Joins are in most cases less performant than not joining. If the data currently in your table will normally be accessed all at the same time then it may not be worth splitting it up as you will be slowing down both inserts and quite potentially reads. However, if there is some data in that table that does not get accessed as often then that would be a good candidate for moving out of the table for performance reasons.
I can't find a resource online to substantiate this next statement but I do recall in a MySQL Performance talk given by Jay Pipes that he said the MySQL optimizer has issues once you get more than 8 joins in a single query (MySQL 5.0.*). I am not sure how accurate that magic number is but regardless joins will usually take longer than queries out of a single table.
building a site using PHP and MySQL that needs to store a lot of properties about users (for example their DOB, height, weight etc) which is fairly simple (single table, lots of properties (almost all are required)).
However, the system also needs to store other information, such as their spoken languages, instrumental abilities, etc. All in all their are over a dozen such characteristics. By default I assumed creating a separate table (called maybe languages) and then a link table with a composite id (user_id, language_id).

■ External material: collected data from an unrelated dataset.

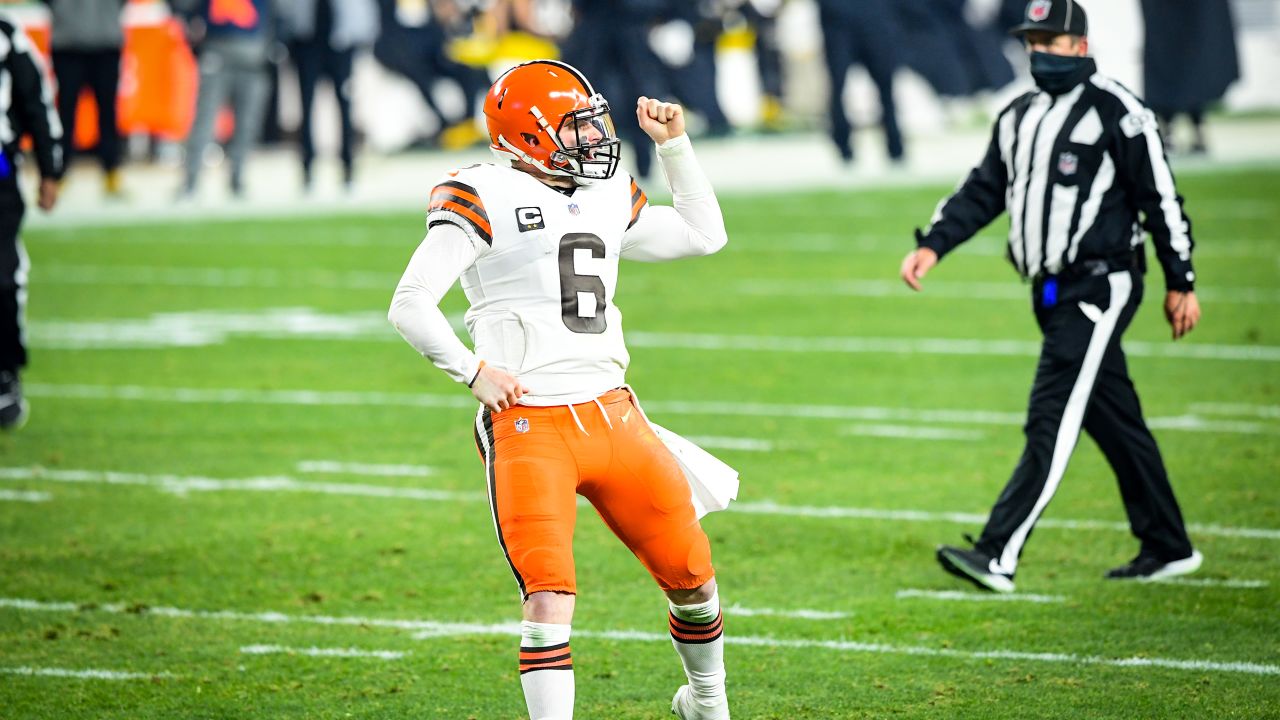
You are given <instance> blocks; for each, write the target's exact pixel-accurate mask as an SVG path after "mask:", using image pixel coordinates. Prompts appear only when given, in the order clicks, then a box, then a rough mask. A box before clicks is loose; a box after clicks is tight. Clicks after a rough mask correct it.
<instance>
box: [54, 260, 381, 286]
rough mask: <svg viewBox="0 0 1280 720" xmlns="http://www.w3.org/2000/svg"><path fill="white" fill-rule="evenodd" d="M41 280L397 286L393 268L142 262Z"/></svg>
mask: <svg viewBox="0 0 1280 720" xmlns="http://www.w3.org/2000/svg"><path fill="white" fill-rule="evenodd" d="M36 281H37V282H38V283H41V284H87V286H161V287H169V286H172V287H214V288H223V287H268V288H270V287H291V288H297V287H325V288H334V290H387V291H389V290H393V288H394V287H396V281H397V274H396V273H393V272H384V273H379V272H367V270H324V269H311V270H308V269H291V270H282V269H274V268H172V266H146V265H143V266H138V265H119V266H113V265H56V264H55V265H50V266H47V268H45V269H41V270H37V273H36Z"/></svg>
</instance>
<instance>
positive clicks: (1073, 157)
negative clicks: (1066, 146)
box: [1057, 152, 1080, 176]
mask: <svg viewBox="0 0 1280 720" xmlns="http://www.w3.org/2000/svg"><path fill="white" fill-rule="evenodd" d="M1079 167H1080V159H1079V158H1078V156H1076V155H1075V152H1062V154H1061V155H1059V156H1057V172H1060V173H1062V174H1064V176H1074V174H1075V170H1076V169H1079Z"/></svg>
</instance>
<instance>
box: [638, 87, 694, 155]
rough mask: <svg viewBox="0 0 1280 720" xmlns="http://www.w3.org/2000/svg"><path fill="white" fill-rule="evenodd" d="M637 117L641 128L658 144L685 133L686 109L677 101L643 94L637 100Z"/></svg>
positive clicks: (650, 137) (643, 130)
mask: <svg viewBox="0 0 1280 720" xmlns="http://www.w3.org/2000/svg"><path fill="white" fill-rule="evenodd" d="M636 119H637V120H639V122H640V129H643V131H644V132H645V133H646V135H648V136H649V137H650V138H652V140H653V141H654V142H657V143H658V145H662V143H663V142H667V141H668V140H671V138H673V137H680V136H682V135H685V109H684V108H681V106H680V105H677V104H675V102H663V101H662V100H654V99H653V97H645V96H643V95H641V96H640V97H639V99H637V100H636Z"/></svg>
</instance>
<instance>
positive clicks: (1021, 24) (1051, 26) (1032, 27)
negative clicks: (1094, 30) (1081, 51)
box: [1010, 0, 1089, 37]
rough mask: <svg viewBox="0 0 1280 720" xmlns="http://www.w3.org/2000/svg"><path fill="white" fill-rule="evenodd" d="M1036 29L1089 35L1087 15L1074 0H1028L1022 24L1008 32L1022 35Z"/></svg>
mask: <svg viewBox="0 0 1280 720" xmlns="http://www.w3.org/2000/svg"><path fill="white" fill-rule="evenodd" d="M1037 31H1038V32H1052V33H1055V35H1076V36H1080V37H1084V36H1087V35H1089V17H1088V15H1087V14H1084V6H1083V5H1080V4H1079V3H1076V1H1075V0H1030V3H1028V4H1027V13H1025V14H1024V15H1023V24H1020V26H1018V27H1015V28H1014V29H1011V31H1010V32H1011V33H1012V35H1023V33H1027V32H1037Z"/></svg>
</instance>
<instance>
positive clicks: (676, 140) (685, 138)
mask: <svg viewBox="0 0 1280 720" xmlns="http://www.w3.org/2000/svg"><path fill="white" fill-rule="evenodd" d="M655 142H657V141H655ZM657 145H658V154H659V155H676V154H678V152H682V151H684V149H685V147H689V146H690V145H691V143H690V141H689V133H687V132H682V133H680V135H677V136H675V137H668V138H667V140H664V141H662V142H657Z"/></svg>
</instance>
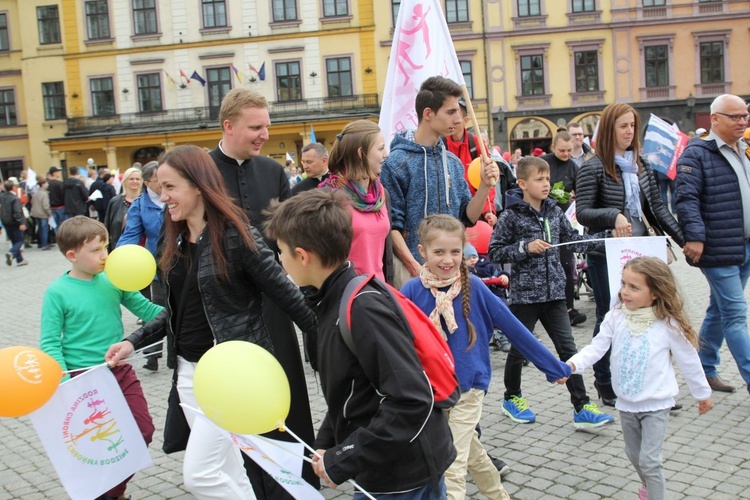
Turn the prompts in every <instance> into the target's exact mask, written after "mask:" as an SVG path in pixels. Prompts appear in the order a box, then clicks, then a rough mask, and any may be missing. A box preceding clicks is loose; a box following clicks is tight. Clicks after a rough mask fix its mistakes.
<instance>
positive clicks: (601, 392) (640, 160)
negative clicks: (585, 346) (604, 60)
mask: <svg viewBox="0 0 750 500" xmlns="http://www.w3.org/2000/svg"><path fill="white" fill-rule="evenodd" d="M640 129H641V119H640V117H639V116H638V113H637V112H636V110H635V109H633V107H632V106H630V105H629V104H624V103H618V104H610V105H609V106H607V107H606V108H604V111H603V112H602V117H601V119H600V121H599V129H598V132H597V141H596V156H594V157H592V158H590V159H589V160H587V161H586V162H585V163H584V164H583V166H582V167H581V169H580V170H579V171H578V176H577V177H576V217H577V218H578V222H580V223H581V224H582V225H584V226H586V227H588V228H589V231H591V232H600V231H606V230H611V231H612V234H613V235H614V236H617V237H629V236H649V231H648V226H651V227H652V228H653V229H654V231H655V232H656V233H657V234H665V233H666V234H668V235H669V236H671V237H672V239H673V240H674V241H675V242H676V243H677V244H678V245H680V246H683V244H684V243H685V241H684V238H683V235H682V230H681V229H680V226H679V224H678V223H677V221H676V220H675V218H674V217H672V214H671V213H669V210H667V208H666V207H665V206H664V203H663V202H662V199H661V194H660V192H659V186H658V185H657V183H656V177H655V176H654V171H653V170H652V169H651V167H650V166H649V164H648V162H647V161H646V160H645V159H644V158H643V157H641V156H640V154H641V142H640V137H639V133H640ZM587 259H588V272H589V277H590V279H591V284H592V287H593V289H594V299H595V300H596V325H595V327H594V337H596V335H597V334H598V333H599V328H600V326H601V323H602V321H603V320H604V315H605V314H607V312H608V311H609V305H610V291H609V275H608V273H607V257H606V255H604V254H603V253H598V252H590V253H589V254H588V257H587ZM594 377H595V378H596V381H595V382H594V386H595V387H596V390H597V393H598V394H599V397H600V398H601V399H602V403H604V404H605V405H607V406H614V405H615V402H616V401H617V396H616V395H615V393H614V391H613V390H612V375H611V373H610V370H609V353H607V354H606V355H605V356H604V357H602V358H601V360H599V361H598V362H597V363H596V364H594Z"/></svg>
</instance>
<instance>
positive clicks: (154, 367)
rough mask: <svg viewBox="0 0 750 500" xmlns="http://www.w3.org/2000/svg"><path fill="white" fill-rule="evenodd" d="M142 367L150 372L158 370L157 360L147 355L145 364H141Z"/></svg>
mask: <svg viewBox="0 0 750 500" xmlns="http://www.w3.org/2000/svg"><path fill="white" fill-rule="evenodd" d="M143 367H144V368H145V369H146V370H150V371H152V372H156V371H159V361H157V359H156V358H155V357H148V358H146V364H145V365H143Z"/></svg>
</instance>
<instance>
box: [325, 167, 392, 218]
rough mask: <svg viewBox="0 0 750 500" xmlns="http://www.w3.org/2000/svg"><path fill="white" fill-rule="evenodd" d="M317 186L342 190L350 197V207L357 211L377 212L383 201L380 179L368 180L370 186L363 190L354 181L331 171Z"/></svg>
mask: <svg viewBox="0 0 750 500" xmlns="http://www.w3.org/2000/svg"><path fill="white" fill-rule="evenodd" d="M318 187H319V188H326V187H327V188H330V189H336V190H338V189H341V190H343V191H344V192H345V193H346V194H347V195H348V196H349V198H350V199H351V202H352V207H354V209H355V210H357V211H358V212H379V211H380V209H381V208H383V204H384V203H385V191H383V185H382V184H381V183H380V179H375V180H373V181H370V186H369V187H368V189H367V192H365V191H364V190H363V189H362V186H360V185H359V184H357V183H356V182H354V181H352V180H347V179H344V178H343V177H341V176H340V175H337V174H334V173H331V175H329V176H328V179H326V180H325V181H323V182H321V183H320V185H319V186H318Z"/></svg>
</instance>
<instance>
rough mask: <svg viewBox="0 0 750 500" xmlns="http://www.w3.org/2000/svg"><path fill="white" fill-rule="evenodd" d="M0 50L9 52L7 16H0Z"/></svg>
mask: <svg viewBox="0 0 750 500" xmlns="http://www.w3.org/2000/svg"><path fill="white" fill-rule="evenodd" d="M0 50H10V43H9V41H8V15H7V14H0Z"/></svg>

The problem I foresee though is when visitors attempt to search for users using these criteria. The dataset we're looking to use will have over 15,000 users at time of launch and the primary function will be searching and refining users. That means hundreds of queries daily and the prospect of using queries with up a dozen or more JOINs in them is not appealing.
So my question is, is there an alternative that's going to be more efficient? One way I was thinking is storing the M2M values as a CSV of IDs in the user table and then running a LIKE query against it. I know LIKE isn't the best, but is it better than a join?
Any possible solutions will be much appreciated.
Do it with joins. Then, if your performance goals are not met, try something else.
Start with a normalized database (e.g. a languages table, linked to the users table by a mapping table) to make sure you data is represented cleanly and logically.
If you have performance problems, examine your queries and make sure you have suitable indexes.
If you dislike repeatedly coding up queries with many joins, define some views.
If views are very slow to query, consider materialized views.
If you have several thousand records and a few hundred queries per day (really, that's pretty small and low-usage), these techniques will allow your site to run at full speed, with no compromise on data integrity. If you need to scale to many millions of records and millions of queries per day, even these techniques may not be enough; in which case, investigate cacheing and denormalization.